When: July 2019
Where: Rosario Beach at Deception Pass State Park
With: solo
What: tidepooling
Accompaniment: Day In, Day Out by JR JR



My husband’s job gets intense at the fiscal year, and can’t take time off in June and July. Trying to pay better attention to my body to avoid burnout, I realized I needed a break, and decided to take a staycation on my own.
I heard the tides were much lower than usual, so I made my first day trip a solo adventure up to Deception Pass where there was tidepooling. Growing up on the California coast, we used to tidepool pretty regularly, but I haven’t gone much since moving to Washington.
Late morning, after a dull drive up I-5, I pulled in to Rosario Beach. Gorgeous oceanspray in full bloom filled the understory beneath Douglas-firs with white dangling bundles of flowers. I love to see masses of native plants all in bloom at once — a visual feast — and this was the best display of oceanspray I’ve ever seen.

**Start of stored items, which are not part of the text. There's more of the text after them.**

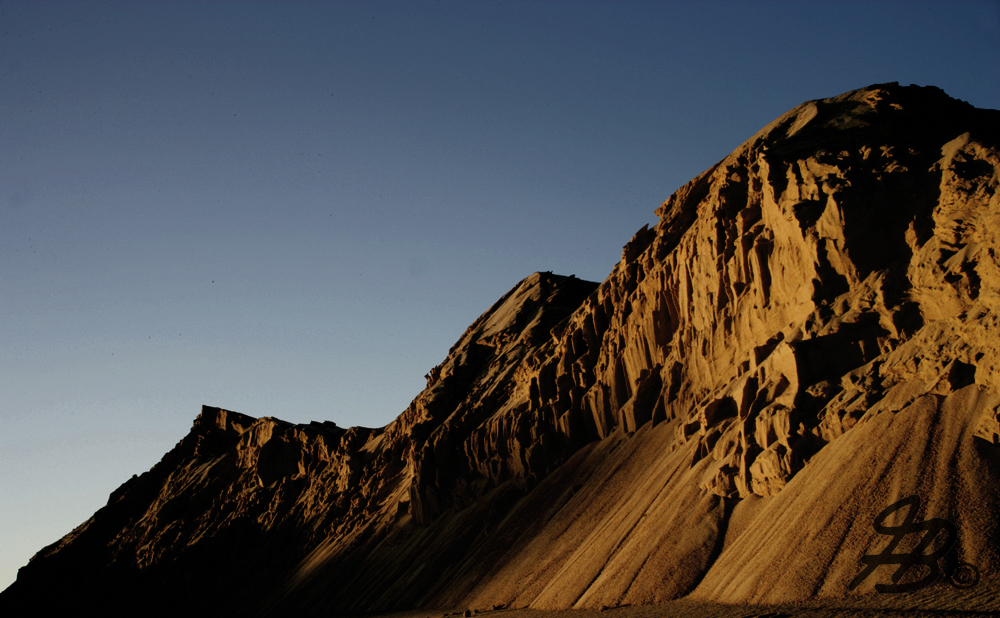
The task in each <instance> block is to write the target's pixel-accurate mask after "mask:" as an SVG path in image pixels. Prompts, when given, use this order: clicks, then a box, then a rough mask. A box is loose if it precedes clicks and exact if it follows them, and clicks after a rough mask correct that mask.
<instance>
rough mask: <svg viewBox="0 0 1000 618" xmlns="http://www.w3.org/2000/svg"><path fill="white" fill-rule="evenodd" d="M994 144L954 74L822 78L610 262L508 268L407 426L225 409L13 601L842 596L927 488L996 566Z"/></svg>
mask: <svg viewBox="0 0 1000 618" xmlns="http://www.w3.org/2000/svg"><path fill="white" fill-rule="evenodd" d="M998 142H1000V112H996V111H992V110H979V109H976V108H973V107H972V106H970V105H968V104H966V103H964V102H961V101H957V100H954V99H951V98H950V97H948V96H947V95H945V94H944V93H943V92H941V91H940V90H938V89H935V88H919V87H916V86H910V87H902V86H899V85H897V84H883V85H878V86H872V87H869V88H864V89H861V90H857V91H853V92H849V93H846V94H843V95H841V96H838V97H834V98H831V99H824V100H817V101H811V102H807V103H804V104H802V105H800V106H798V107H796V108H795V109H793V110H791V111H789V112H788V113H786V114H784V115H783V116H781V117H780V118H778V119H777V120H775V121H774V122H772V123H771V124H769V125H768V126H767V127H765V128H763V129H762V130H761V131H760V132H758V133H757V134H756V135H754V136H753V137H751V138H750V139H749V140H748V141H746V142H745V143H744V144H743V145H741V146H740V147H739V148H738V149H736V151H734V152H733V153H732V154H730V155H729V156H728V157H726V158H725V159H723V160H722V161H720V162H719V163H718V164H716V165H715V166H714V167H712V168H711V169H709V170H707V171H705V172H704V173H702V174H701V175H699V176H698V177H697V178H695V179H693V180H692V181H691V182H689V183H688V184H687V185H685V186H684V187H682V188H681V189H679V190H678V191H677V192H676V193H675V194H674V195H672V196H671V197H670V198H669V199H668V200H667V201H666V202H664V204H663V205H662V206H661V207H660V208H659V209H658V210H657V214H658V215H659V217H660V220H659V223H658V224H657V225H656V226H655V227H654V228H652V229H649V228H646V227H644V228H643V229H642V230H640V231H639V232H638V233H637V234H636V235H635V236H634V237H633V238H632V239H631V240H630V241H629V242H628V244H626V246H625V248H624V250H623V252H622V259H621V261H620V262H619V264H617V265H616V266H615V268H614V270H613V271H612V272H611V274H610V275H609V276H608V278H607V279H606V280H605V281H604V282H602V283H601V284H600V285H597V284H593V283H588V282H584V281H580V280H577V279H575V278H572V277H569V278H566V277H559V276H555V275H552V274H549V273H536V274H534V275H531V276H530V277H528V278H526V279H525V280H524V281H522V282H521V283H519V284H518V285H517V286H516V287H515V288H514V289H513V290H511V291H510V292H509V293H508V294H507V295H505V296H504V297H503V298H501V299H500V300H499V301H497V303H496V304H495V305H494V306H493V307H492V308H490V309H489V310H488V311H487V312H486V313H484V314H483V316H482V317H480V318H479V319H478V320H477V321H476V322H475V323H474V324H473V325H472V326H470V327H469V329H468V330H467V331H466V333H465V334H464V335H463V336H462V338H461V339H460V340H459V342H458V343H456V345H455V346H454V347H453V348H452V350H451V351H450V353H449V355H448V357H447V358H446V359H445V361H444V362H443V363H442V364H441V365H439V366H438V367H436V368H434V369H433V370H432V371H431V372H430V373H429V374H428V376H427V382H428V383H427V388H426V390H424V391H423V392H422V393H421V394H420V395H419V396H418V397H417V398H416V399H415V400H414V401H413V403H412V404H411V405H410V406H409V407H408V408H407V410H406V411H404V412H403V413H402V414H401V415H400V416H399V417H398V418H397V419H396V420H395V421H393V422H392V423H390V424H389V425H387V426H386V427H384V428H381V429H362V428H351V429H342V428H339V427H337V426H336V425H334V424H332V423H313V424H310V425H292V424H289V423H284V422H282V421H279V420H277V419H273V418H262V419H253V418H250V417H247V416H244V415H240V414H236V413H234V412H227V411H224V410H220V409H218V408H209V407H206V408H204V409H203V411H202V413H201V415H200V416H199V417H198V418H197V419H196V421H195V424H194V427H193V428H192V430H191V433H190V434H189V435H188V436H186V437H185V438H184V439H183V440H181V442H180V443H179V444H178V445H177V446H176V447H175V448H174V449H173V450H172V451H171V452H169V453H168V454H167V455H166V456H165V457H164V459H163V460H162V461H161V462H160V463H159V464H157V465H156V466H155V467H154V468H153V469H152V470H150V471H149V472H147V473H145V474H142V475H140V476H138V477H135V478H133V479H132V480H131V481H129V482H127V483H126V484H125V485H123V486H122V487H121V488H119V489H118V490H117V491H115V492H114V493H113V494H112V495H111V497H110V499H109V501H108V504H107V506H105V507H104V508H102V509H101V510H99V511H98V512H97V513H95V514H94V516H93V517H92V518H91V519H90V520H88V521H87V522H85V523H84V524H82V525H81V526H80V527H79V528H78V529H76V530H75V531H73V532H72V533H71V534H69V535H67V536H66V537H65V538H64V539H62V540H61V541H59V542H58V543H56V544H55V545H52V546H50V547H47V548H45V549H43V550H42V551H40V552H39V553H38V555H37V556H36V557H35V558H34V559H33V560H32V561H31V563H30V564H29V565H27V566H26V567H24V568H23V569H22V570H21V571H20V573H19V575H18V580H17V582H16V583H15V584H14V585H13V586H11V587H10V588H8V589H7V590H6V591H4V592H3V593H2V595H0V608H8V609H9V610H14V611H16V610H21V611H27V608H30V609H31V610H32V611H33V612H36V611H37V610H38V609H39V608H44V607H46V606H47V605H54V606H59V605H60V604H61V603H64V602H65V600H66V599H73V601H72V604H71V605H69V606H68V607H74V608H77V609H79V608H81V607H82V608H92V607H102V608H108V607H112V608H115V607H117V608H130V607H133V606H136V607H137V606H139V605H138V604H143V606H145V605H146V604H148V601H146V600H148V599H150V598H156V599H162V605H161V607H163V608H165V611H166V610H167V609H169V610H170V611H185V612H188V613H190V612H191V611H195V610H197V611H205V612H215V613H222V614H224V615H255V614H271V615H283V614H288V613H293V612H295V613H299V614H306V615H309V614H311V613H316V614H322V613H328V612H331V611H337V612H353V613H357V612H373V611H388V610H392V609H402V608H412V607H470V608H490V607H493V606H496V605H506V606H511V607H529V606H530V607H535V608H568V607H578V608H595V607H601V606H615V605H621V604H628V603H632V604H639V603H652V602H657V601H662V600H667V599H673V598H678V597H681V596H685V595H686V596H689V597H690V598H694V599H706V600H715V601H723V602H733V603H740V602H768V603H771V602H781V601H797V600H804V599H814V598H825V597H834V598H839V597H843V596H846V595H857V594H866V593H870V592H872V591H873V590H874V586H875V585H876V584H877V583H878V582H879V581H882V582H885V581H887V580H888V576H889V575H890V574H891V569H889V568H888V567H885V568H886V569H887V570H886V572H885V573H883V574H882V576H881V578H876V577H870V578H868V580H866V581H865V582H863V583H861V585H860V586H858V587H857V588H855V589H853V590H852V589H849V585H850V583H851V582H852V580H853V579H854V578H855V576H857V575H858V573H859V571H860V570H861V569H862V568H863V567H862V564H863V563H862V562H861V559H862V557H863V556H865V555H866V554H875V553H878V552H879V551H881V550H882V548H883V546H884V545H885V537H883V536H881V535H879V534H878V533H877V532H876V531H875V530H874V528H873V526H872V524H871V522H872V521H874V519H875V518H876V516H877V515H878V514H879V513H880V512H881V511H882V510H883V509H884V508H885V507H887V506H888V505H889V504H891V503H893V502H895V501H897V500H899V499H901V498H904V497H907V496H910V495H917V496H919V497H920V498H921V500H922V506H921V511H920V514H921V517H927V518H929V517H936V518H945V519H948V520H950V521H952V522H954V523H955V524H956V526H957V530H958V533H957V542H956V545H955V548H954V549H953V550H952V551H951V552H950V553H949V554H948V555H947V556H946V557H945V558H944V560H945V562H946V563H947V565H950V567H949V568H951V567H954V566H955V565H956V564H958V563H960V562H964V563H969V564H972V565H975V566H976V568H977V569H978V570H979V572H980V574H981V575H982V577H983V578H984V581H988V580H990V579H991V578H995V577H996V576H997V574H998V572H1000V556H998V551H997V548H998V547H1000V544H998V541H1000V539H998V532H1000V527H998V520H997V516H996V513H997V512H1000V511H998V507H1000V483H998V481H1000V446H998V444H1000V413H998V406H1000V352H998V350H1000V346H998V343H1000V338H998V329H1000V325H998V320H997V318H998V316H1000V312H998V308H1000V305H998V303H1000V294H998V293H1000V266H998V261H997V259H996V252H997V251H998V250H1000V232H998V230H1000V197H998V194H997V186H998V184H1000V153H998ZM880 573H881V571H880ZM941 585H943V584H941ZM53 591H59V595H58V596H56V595H53V594H52V592H53ZM64 607H67V606H64ZM994 609H996V608H994Z"/></svg>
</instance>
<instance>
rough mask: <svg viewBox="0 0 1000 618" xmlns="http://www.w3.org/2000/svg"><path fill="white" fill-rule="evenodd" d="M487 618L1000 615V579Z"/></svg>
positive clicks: (889, 616) (984, 615)
mask: <svg viewBox="0 0 1000 618" xmlns="http://www.w3.org/2000/svg"><path fill="white" fill-rule="evenodd" d="M468 611H469V613H470V614H471V615H472V616H474V617H475V616H481V617H482V618H835V617H841V616H843V617H845V618H897V617H899V618H902V617H916V618H920V617H926V618H978V617H985V616H989V617H995V618H1000V582H997V581H988V582H980V583H979V584H978V585H976V586H975V587H974V588H971V589H967V590H961V589H957V588H953V587H951V586H933V587H932V588H928V589H926V590H923V591H919V592H914V593H909V594H875V595H869V596H864V597H858V598H852V599H837V600H816V601H811V602H805V603H795V604H786V605H721V604H717V603H709V602H704V601H694V600H689V599H680V600H677V601H671V602H669V603H663V604H658V605H632V606H625V607H614V608H607V609H603V610H535V609H501V610H492V611H484V610H468ZM465 613H466V610H464V609H456V610H422V611H411V612H401V613H395V614H386V615H383V616H381V617H380V618H462V616H464V614H465Z"/></svg>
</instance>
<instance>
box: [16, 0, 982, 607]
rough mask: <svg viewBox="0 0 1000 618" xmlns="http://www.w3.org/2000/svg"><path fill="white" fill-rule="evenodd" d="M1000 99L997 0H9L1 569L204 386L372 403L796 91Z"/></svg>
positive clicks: (389, 397) (413, 392)
mask: <svg viewBox="0 0 1000 618" xmlns="http://www.w3.org/2000/svg"><path fill="white" fill-rule="evenodd" d="M887 81H899V82H900V83H904V84H909V83H917V84H920V85H928V84H930V85H936V86H939V87H941V88H943V89H944V90H945V91H946V92H948V93H949V94H950V95H952V96H954V97H957V98H961V99H965V100H967V101H969V102H971V103H972V104H974V105H976V106H978V107H990V108H1000V2H995V1H994V2H985V1H980V2H972V1H969V2H947V3H946V2H933V3H928V2H914V1H905V2H894V3H885V2H867V1H866V2H842V3H832V2H829V3H828V2H822V3H821V2H815V3H807V2H745V3H744V2H740V3H737V2H691V3H684V4H682V3H679V2H678V3H671V2H649V3H646V2H592V1H586V0H583V1H574V2H518V1H515V2H512V1H510V0H504V1H503V2H469V1H461V2H449V1H440V2H430V1H427V2H422V1H410V2H322V3H321V2H315V3H306V2H286V1H282V2H277V1H273V2H205V1H199V2H190V3H186V2H141V3H140V2H133V1H131V0H130V1H127V2H97V1H92V2H50V1H37V2H36V1H32V2H29V1H27V0H24V1H17V2H10V1H4V0H0V289H2V296H0V318H2V319H0V423H2V424H0V588H3V587H6V586H7V585H8V584H9V583H10V582H12V581H13V580H14V577H15V574H16V570H17V568H18V567H19V566H21V565H23V564H25V563H27V561H28V559H29V558H30V557H31V556H32V555H33V554H34V553H35V552H36V551H37V550H39V549H40V548H42V547H43V546H45V545H47V544H49V543H52V542H54V541H56V540H57V539H59V538H60V537H61V536H62V535H64V534H66V533H67V532H69V531H70V530H71V529H72V528H74V527H75V526H76V525H78V524H80V523H82V522H83V521H84V520H86V519H87V517H89V516H90V515H91V514H92V513H93V512H94V511H95V510H97V509H98V508H99V507H101V506H102V505H103V504H104V503H105V502H106V501H107V496H108V494H109V493H110V492H111V491H112V490H113V489H115V488H116V487H117V486H118V485H120V484H121V483H122V482H124V481H125V480H127V479H128V478H129V477H131V475H132V474H135V473H141V472H143V471H145V470H148V469H149V468H150V467H151V466H152V465H153V464H155V463H156V462H157V461H158V460H159V459H160V457H161V456H162V455H163V454H164V453H165V452H166V451H167V450H169V449H170V448H171V447H172V446H173V445H174V444H175V443H176V442H177V441H178V440H179V439H180V438H182V437H183V436H184V435H185V434H186V433H187V431H188V429H189V428H190V426H191V421H192V420H193V419H194V417H195V416H196V415H197V414H198V412H199V411H200V406H201V405H202V404H210V405H216V406H220V407H224V408H227V409H231V410H236V411H239V412H243V413H246V414H250V415H252V416H276V417H278V418H282V419H286V420H290V421H294V422H308V421H310V420H333V421H335V422H337V423H338V424H340V425H342V426H350V425H365V426H381V425H384V424H386V423H388V422H389V421H391V420H392V419H393V418H395V416H396V415H397V414H399V413H400V412H401V411H403V409H405V408H406V406H407V404H408V403H409V402H410V400H411V399H412V398H413V397H414V396H415V395H417V393H419V392H420V390H421V388H422V387H423V386H424V378H423V376H424V374H425V373H426V372H427V371H428V370H429V369H430V368H431V367H433V366H434V365H436V364H437V363H439V362H440V361H441V360H443V359H444V357H445V355H446V354H447V351H448V349H449V347H450V346H451V344H452V343H454V342H455V341H456V340H457V339H458V337H459V336H460V335H461V334H462V332H463V331H464V330H465V328H466V326H468V325H469V324H470V323H471V322H472V321H473V320H474V319H475V318H476V317H477V316H478V315H479V314H480V313H482V312H483V311H485V310H486V309H487V308H488V307H489V306H490V305H491V304H492V303H493V301H495V300H496V299H497V298H498V297H499V296H501V295H502V294H503V293H504V292H506V291H507V290H508V289H509V288H511V287H512V286H514V285H515V284H516V283H517V282H518V281H519V280H520V279H522V278H523V277H525V276H527V275H529V274H531V273H532V272H534V271H537V270H552V271H554V272H556V273H560V274H566V275H568V274H575V275H577V276H578V277H581V278H584V279H590V280H602V279H603V278H604V277H605V276H607V274H608V273H609V272H610V271H611V268H612V267H613V266H614V264H615V262H617V261H618V259H619V257H620V255H621V247H622V245H624V244H625V242H627V241H628V240H629V238H630V237H631V236H632V234H633V233H635V231H636V230H638V229H639V228H640V227H642V225H643V224H646V223H652V222H653V221H654V215H653V210H654V209H655V208H656V207H657V206H658V205H659V204H660V203H661V202H662V201H663V200H665V199H666V198H667V197H668V196H669V195H670V194H671V193H672V192H673V191H674V190H676V189H677V188H678V187H679V186H681V185H682V184H684V183H685V182H686V181H687V180H689V179H690V178H691V177H693V176H694V175H696V174H698V173H699V172H701V171H703V170H704V169H706V168H708V167H710V166H711V165H713V164H714V163H715V162H717V161H718V160H719V159H721V158H723V157H724V156H725V155H727V154H728V153H729V152H730V151H731V150H733V149H734V148H735V147H736V146H738V145H739V144H740V143H741V142H743V141H744V140H745V139H747V138H748V137H750V136H751V135H752V134H753V133H755V132H756V131H757V130H758V129H760V128H761V127H763V126H764V125H765V124H767V123H768V122H770V121H771V120H772V119H774V118H775V117H777V116H778V115H780V114H782V113H783V112H785V111H787V110H788V109H790V108H791V107H794V106H795V105H797V104H799V103H801V102H803V101H806V100H810V99H817V98H823V97H828V96H833V95H837V94H840V93H842V92H845V91H847V90H852V89H855V88H859V87H862V86H867V85H869V84H873V83H881V82H887Z"/></svg>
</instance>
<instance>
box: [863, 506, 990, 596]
mask: <svg viewBox="0 0 1000 618" xmlns="http://www.w3.org/2000/svg"><path fill="white" fill-rule="evenodd" d="M903 508H908V510H907V512H906V516H905V517H904V518H903V523H901V524H900V525H898V526H887V525H885V520H886V519H888V518H889V516H890V515H892V514H893V513H895V512H896V511H898V510H900V509H903ZM918 509H920V498H919V497H918V496H909V497H907V498H903V499H902V500H900V501H899V502H896V503H894V504H890V505H889V506H888V508H886V509H885V510H884V511H882V512H881V513H879V514H878V517H876V518H875V523H874V527H875V532H878V533H879V534H885V535H887V536H892V540H891V541H890V542H889V545H888V546H887V547H886V548H885V549H884V550H882V553H880V554H872V555H867V556H865V557H863V558H862V559H861V561H862V562H863V563H864V564H865V565H866V566H865V568H864V570H863V571H861V572H860V573H858V575H857V577H855V578H854V579H853V580H852V581H851V583H850V585H848V587H847V589H848V590H854V589H855V588H857V587H858V586H860V585H861V582H863V581H865V580H866V579H868V576H869V575H871V574H872V573H874V572H875V569H876V568H878V567H879V566H881V565H884V564H895V565H898V566H897V568H896V572H895V573H893V574H892V583H891V584H875V590H877V591H878V592H912V591H914V590H920V589H921V588H924V587H925V586H929V585H931V584H933V583H934V582H935V581H937V579H938V577H940V576H941V567H940V565H939V564H938V563H939V561H940V560H941V558H943V557H944V556H945V554H947V553H948V552H949V551H951V548H952V547H954V546H955V543H956V542H957V541H958V526H956V525H955V524H954V523H952V522H950V521H948V520H947V519H939V518H936V519H928V520H927V521H922V522H915V521H914V520H915V519H916V517H917V510H918ZM921 532H922V533H923V536H922V537H921V539H920V542H919V543H917V545H916V547H914V548H913V549H912V550H911V551H909V552H901V553H896V552H895V550H896V548H897V547H898V546H899V544H900V542H902V541H903V539H904V538H905V537H906V535H908V534H918V533H921ZM941 532H944V533H945V534H944V539H943V542H941V543H940V544H939V545H938V546H937V549H934V550H933V551H931V552H930V553H925V552H926V551H927V549H928V548H929V547H931V546H933V545H934V544H935V541H936V540H937V538H938V536H939V535H940V534H941ZM915 566H919V567H927V568H929V569H930V570H929V572H928V573H927V574H926V575H925V576H923V577H921V578H920V579H917V580H916V581H910V582H906V583H902V584H901V583H899V581H900V580H901V579H902V578H903V576H904V575H906V572H907V571H909V570H910V569H911V568H913V567H915ZM921 570H922V569H921ZM948 578H949V579H950V580H951V583H952V585H953V586H955V587H956V588H971V587H972V586H975V585H976V584H977V583H979V569H977V568H976V567H974V566H973V565H971V564H969V563H967V562H962V563H959V564H958V565H957V566H956V567H955V568H954V569H953V570H952V571H951V572H950V573H948Z"/></svg>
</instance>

A yellow rope marked a route through the tidepool, to keep visitors from trampling all over the fragile habitat as they’d done in previous years. The wet rock was a little slippery, so I was cautious about my dSLR, hugging the lens to myself and holding my other hand out to brace myself. I still have a small scar on my knuckle from sacrificing my hand to protect my point and shoot camera from a rocky beach tumble in college.
An older woman served as a volunteer docent, flagging me over to show me a giant chiton, barely discernable from the rock it was plastered against and bigger than my hand. Beneath a nearby boulder, sea anemones and bright red sea slugs took shelter. I lingered by a rock encrusted with barnacles, taking photos, as an intact purply-red crab carapace beside the rock shocked child after child who came around the corner, before they realized it wasn’t alive. Photographing seaweed hanging from the black jagged rocks, I spotted a thumb-length green isopod the exact hue of the seaweed in sunlight. Weird but cool — quintessential ocean life!
I followed the rocky path through the tidepools, then ate my sandwich on a log on the beach. The crowds of kids cleared out while I ate, and a laminated tidepool species identification card was available, so I decided I hadn’t had my fill and took a second pass for more photography and learning what I was seeing. Every few minutes, a jet roared overhead from the nearby naval air station.
Usually I keep to myself, but I sat and chatted with the docent at a picnic table overlooking the beach for fifteen minutes before moving on to my next activity, ducking through a shady tunnel of oceanspray to see the expansive view of the Puget Sound from high-up, grass-topped Rosario Head.